Israeli high-tech companies also are returning to Wall Street after a lengthy hiatus. So far this year three outfits -- Lipman Electronic Engineering Ltd., which develops electronic payment systems, PowerDsine Ltd. (PDSN), a maker of integrated circuits for telecoms, and Syneron Medical Ltd. (ELOS) -- have joined the over 70 local high-tech outfits traded on the NASDAQ. "There are at least a half-dozen initial public offerings and a number of follow-on offerings ready to go to market by the end of the year," says Leonard G. Rosen, Lehman Brothers Inc. managing director and head of the investment bank's Israeli business.
One of Israel's successful tech entrepreneurs is Giora Yaron, co-founder of P-Cube. The 56-year-old physicist has launched four companies, two of which he sold to Cisco. Before picking up P-Cube in August, Cisco paid $118 million for Pentacom Ltd. in 2000. "There's no secret recipe for successful startups. It's just having the right technology when the big boys need it," claims Yaron. In the case of P-Cube, Cisco was hearing from its own customers about the need to integrate the Israeli startup's technology into its networking routers.

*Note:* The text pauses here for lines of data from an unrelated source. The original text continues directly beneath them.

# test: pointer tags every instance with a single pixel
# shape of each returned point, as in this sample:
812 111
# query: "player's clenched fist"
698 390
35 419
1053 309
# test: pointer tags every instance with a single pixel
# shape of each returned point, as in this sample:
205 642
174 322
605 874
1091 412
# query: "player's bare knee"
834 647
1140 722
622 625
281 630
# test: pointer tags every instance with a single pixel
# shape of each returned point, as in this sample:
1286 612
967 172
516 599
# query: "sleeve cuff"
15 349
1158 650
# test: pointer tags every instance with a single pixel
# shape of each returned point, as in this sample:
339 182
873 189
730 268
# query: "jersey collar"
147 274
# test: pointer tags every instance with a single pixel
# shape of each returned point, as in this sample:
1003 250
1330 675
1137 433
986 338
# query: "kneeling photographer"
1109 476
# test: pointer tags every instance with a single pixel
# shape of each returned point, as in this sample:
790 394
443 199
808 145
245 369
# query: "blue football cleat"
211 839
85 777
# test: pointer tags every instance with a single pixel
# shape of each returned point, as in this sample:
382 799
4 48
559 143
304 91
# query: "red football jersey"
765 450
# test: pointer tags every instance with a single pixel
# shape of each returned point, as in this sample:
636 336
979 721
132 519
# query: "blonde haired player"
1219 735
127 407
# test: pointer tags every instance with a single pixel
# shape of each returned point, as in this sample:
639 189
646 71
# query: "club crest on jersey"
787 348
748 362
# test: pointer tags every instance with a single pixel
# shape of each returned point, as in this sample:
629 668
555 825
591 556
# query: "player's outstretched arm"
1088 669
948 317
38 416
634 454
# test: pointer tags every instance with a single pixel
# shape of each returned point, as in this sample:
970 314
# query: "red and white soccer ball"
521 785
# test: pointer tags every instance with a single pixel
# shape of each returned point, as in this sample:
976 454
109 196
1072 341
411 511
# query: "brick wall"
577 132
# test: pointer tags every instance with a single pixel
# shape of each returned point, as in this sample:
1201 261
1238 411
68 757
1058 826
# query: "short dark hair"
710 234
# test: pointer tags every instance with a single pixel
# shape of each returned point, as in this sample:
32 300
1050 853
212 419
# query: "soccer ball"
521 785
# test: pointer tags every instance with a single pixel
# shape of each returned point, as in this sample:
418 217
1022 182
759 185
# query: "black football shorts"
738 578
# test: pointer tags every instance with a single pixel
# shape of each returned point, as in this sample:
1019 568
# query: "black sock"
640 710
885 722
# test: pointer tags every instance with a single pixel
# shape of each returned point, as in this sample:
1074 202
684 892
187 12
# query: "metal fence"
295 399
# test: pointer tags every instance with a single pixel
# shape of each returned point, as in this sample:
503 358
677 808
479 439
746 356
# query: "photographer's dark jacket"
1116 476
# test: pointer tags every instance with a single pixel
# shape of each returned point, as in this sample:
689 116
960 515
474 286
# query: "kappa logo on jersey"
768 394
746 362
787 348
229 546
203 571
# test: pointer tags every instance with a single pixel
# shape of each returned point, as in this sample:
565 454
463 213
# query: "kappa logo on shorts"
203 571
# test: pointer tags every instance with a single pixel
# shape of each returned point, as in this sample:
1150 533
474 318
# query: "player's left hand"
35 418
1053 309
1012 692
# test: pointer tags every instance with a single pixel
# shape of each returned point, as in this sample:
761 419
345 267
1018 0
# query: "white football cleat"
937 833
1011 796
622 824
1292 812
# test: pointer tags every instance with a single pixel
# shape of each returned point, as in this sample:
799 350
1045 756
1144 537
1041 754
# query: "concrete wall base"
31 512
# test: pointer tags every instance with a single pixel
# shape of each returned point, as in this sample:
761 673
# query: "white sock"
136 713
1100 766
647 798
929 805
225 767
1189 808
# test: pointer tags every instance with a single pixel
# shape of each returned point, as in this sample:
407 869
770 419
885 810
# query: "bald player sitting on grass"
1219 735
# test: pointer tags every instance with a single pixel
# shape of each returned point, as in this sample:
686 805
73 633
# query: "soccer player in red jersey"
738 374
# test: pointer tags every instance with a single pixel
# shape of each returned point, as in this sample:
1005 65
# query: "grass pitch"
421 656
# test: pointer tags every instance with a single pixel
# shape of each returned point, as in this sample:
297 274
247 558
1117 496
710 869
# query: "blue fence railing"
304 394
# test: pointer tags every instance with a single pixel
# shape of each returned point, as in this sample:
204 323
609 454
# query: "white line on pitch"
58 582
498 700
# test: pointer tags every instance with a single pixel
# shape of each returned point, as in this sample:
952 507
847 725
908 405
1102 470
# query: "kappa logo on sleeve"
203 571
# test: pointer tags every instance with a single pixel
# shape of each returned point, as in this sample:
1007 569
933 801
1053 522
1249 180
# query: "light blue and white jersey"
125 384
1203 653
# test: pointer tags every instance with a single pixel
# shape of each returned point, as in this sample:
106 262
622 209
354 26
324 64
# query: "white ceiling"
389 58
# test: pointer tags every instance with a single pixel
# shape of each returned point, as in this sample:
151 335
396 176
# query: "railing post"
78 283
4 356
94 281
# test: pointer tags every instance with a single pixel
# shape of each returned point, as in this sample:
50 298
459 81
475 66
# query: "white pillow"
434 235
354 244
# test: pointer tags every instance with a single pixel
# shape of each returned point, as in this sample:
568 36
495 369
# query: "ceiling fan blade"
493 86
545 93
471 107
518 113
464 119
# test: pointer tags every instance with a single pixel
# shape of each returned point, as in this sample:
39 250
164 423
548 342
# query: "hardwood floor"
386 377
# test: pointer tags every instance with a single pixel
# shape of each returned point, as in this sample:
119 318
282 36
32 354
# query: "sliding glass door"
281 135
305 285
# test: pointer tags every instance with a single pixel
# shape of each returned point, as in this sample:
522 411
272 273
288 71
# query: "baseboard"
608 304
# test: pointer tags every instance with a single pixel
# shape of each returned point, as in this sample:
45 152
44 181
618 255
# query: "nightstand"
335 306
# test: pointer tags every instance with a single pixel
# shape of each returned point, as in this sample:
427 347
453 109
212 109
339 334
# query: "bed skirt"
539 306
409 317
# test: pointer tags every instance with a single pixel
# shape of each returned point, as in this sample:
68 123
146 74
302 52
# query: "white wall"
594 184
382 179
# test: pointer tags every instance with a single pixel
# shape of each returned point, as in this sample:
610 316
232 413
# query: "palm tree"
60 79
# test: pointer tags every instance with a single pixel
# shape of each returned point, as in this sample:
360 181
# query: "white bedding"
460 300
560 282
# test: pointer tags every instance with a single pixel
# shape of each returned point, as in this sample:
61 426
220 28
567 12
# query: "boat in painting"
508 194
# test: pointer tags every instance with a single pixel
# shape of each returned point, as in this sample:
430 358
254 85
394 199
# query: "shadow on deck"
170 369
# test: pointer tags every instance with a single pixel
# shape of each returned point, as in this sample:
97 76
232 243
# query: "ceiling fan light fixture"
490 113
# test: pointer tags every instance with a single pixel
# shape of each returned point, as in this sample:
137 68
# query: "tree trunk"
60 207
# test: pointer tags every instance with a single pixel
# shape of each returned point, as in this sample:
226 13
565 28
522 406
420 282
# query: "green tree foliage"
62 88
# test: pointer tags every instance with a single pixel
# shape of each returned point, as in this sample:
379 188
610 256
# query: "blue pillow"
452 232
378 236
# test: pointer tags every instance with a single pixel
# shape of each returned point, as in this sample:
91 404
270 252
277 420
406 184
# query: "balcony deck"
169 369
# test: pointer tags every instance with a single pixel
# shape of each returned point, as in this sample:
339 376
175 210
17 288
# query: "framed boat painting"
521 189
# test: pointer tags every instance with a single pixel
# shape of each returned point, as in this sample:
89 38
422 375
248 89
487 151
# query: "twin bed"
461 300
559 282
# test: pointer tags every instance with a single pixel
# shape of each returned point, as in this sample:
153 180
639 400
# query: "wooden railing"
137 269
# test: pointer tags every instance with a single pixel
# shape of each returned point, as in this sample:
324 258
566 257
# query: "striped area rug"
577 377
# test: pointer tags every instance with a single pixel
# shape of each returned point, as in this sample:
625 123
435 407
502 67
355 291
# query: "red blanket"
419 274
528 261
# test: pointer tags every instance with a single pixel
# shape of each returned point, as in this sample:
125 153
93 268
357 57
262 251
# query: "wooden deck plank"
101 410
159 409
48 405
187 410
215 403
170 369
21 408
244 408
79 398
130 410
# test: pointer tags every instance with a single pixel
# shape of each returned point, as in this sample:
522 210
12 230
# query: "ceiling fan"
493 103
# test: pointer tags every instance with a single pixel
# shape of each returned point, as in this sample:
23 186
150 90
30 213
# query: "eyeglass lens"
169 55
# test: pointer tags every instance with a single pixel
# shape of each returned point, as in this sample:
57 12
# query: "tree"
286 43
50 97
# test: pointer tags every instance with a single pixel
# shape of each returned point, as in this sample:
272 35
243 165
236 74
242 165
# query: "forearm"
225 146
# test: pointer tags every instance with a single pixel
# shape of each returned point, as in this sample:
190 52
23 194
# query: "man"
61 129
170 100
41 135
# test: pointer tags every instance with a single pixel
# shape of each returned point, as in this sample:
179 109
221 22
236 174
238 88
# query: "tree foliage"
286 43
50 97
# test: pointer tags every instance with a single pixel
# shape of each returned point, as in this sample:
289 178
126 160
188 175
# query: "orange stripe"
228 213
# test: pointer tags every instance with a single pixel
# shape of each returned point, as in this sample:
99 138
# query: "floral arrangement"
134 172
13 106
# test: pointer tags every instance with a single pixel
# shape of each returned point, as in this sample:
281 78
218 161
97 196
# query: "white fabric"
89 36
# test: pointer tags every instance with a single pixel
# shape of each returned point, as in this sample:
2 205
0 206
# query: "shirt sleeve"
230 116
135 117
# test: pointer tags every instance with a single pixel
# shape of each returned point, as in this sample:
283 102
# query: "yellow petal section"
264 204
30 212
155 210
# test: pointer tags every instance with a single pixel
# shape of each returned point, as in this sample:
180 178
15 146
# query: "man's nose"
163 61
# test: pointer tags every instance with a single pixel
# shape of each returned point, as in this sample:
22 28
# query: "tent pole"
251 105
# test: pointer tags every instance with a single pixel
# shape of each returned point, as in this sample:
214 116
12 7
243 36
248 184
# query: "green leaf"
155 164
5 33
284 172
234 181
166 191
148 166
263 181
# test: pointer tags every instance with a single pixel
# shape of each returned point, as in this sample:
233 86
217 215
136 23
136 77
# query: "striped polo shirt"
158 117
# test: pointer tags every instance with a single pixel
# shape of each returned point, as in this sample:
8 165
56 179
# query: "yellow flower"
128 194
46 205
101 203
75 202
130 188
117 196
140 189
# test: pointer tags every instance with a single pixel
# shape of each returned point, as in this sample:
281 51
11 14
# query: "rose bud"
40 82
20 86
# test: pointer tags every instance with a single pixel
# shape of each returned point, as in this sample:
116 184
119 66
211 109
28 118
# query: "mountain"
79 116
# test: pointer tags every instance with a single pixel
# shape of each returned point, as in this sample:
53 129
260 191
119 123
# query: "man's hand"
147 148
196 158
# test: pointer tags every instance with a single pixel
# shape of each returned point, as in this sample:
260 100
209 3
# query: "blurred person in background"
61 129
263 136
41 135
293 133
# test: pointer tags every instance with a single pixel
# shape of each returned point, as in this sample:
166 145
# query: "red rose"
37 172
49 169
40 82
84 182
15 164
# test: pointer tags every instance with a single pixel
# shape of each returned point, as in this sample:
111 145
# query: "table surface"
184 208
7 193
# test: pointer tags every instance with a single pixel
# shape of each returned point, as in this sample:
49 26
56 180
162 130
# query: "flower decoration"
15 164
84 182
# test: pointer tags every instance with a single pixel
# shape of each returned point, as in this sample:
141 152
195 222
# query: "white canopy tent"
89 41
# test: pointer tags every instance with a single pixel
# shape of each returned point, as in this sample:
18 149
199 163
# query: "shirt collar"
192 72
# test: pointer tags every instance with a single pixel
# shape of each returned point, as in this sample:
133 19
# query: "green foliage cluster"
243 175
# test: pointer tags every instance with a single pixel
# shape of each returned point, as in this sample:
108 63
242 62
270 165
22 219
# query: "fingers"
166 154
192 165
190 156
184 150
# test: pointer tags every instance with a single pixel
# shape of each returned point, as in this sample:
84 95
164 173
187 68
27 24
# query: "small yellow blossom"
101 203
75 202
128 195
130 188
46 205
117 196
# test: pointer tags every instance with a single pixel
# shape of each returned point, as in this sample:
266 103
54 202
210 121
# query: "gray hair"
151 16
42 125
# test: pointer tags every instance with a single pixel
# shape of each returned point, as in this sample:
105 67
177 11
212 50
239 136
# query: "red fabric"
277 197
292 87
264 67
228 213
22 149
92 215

Cisco's love affair with Israeli high tech began in 1998, when it acquired Class Data Systems, a maker of quality-control software, for $50 million. Since then it has ponied up nearly $1 billion for seven Israeli startups, three of them in the past few months. "[The Israelis] have a strong tradition of innovation in engineering and a strong technical tradition. It's similar to what we see in Silicon Valley," says Ned Hooper, senior director for corporate development for Cisco.
Despite the new deals, no one anticipates a return to the heady days of 2000. In June of that year, Lucent Technologies Inc. bought Chromatis Networks for a hefty $4.8 billion, the most ever paid for an Israeli startup. By contrast, 17 of 31 deals in the past year have been for less than $10 million. "Valuations have come down to earth," says Zeev Holtzman, founding partner of Tel Aviv-based Giza Venture Capital, a leading local fund.
That's one of the main factors drawing venture capitalists to Israel. Industry experts predict local venture funds will raise over $1 billion this year, with most of the funds coming from American and European institutional investors. The wadis certainly need the rain.
By Neal Sandler in Jerusalem, with Peter Burrows in San Mateo, Calif.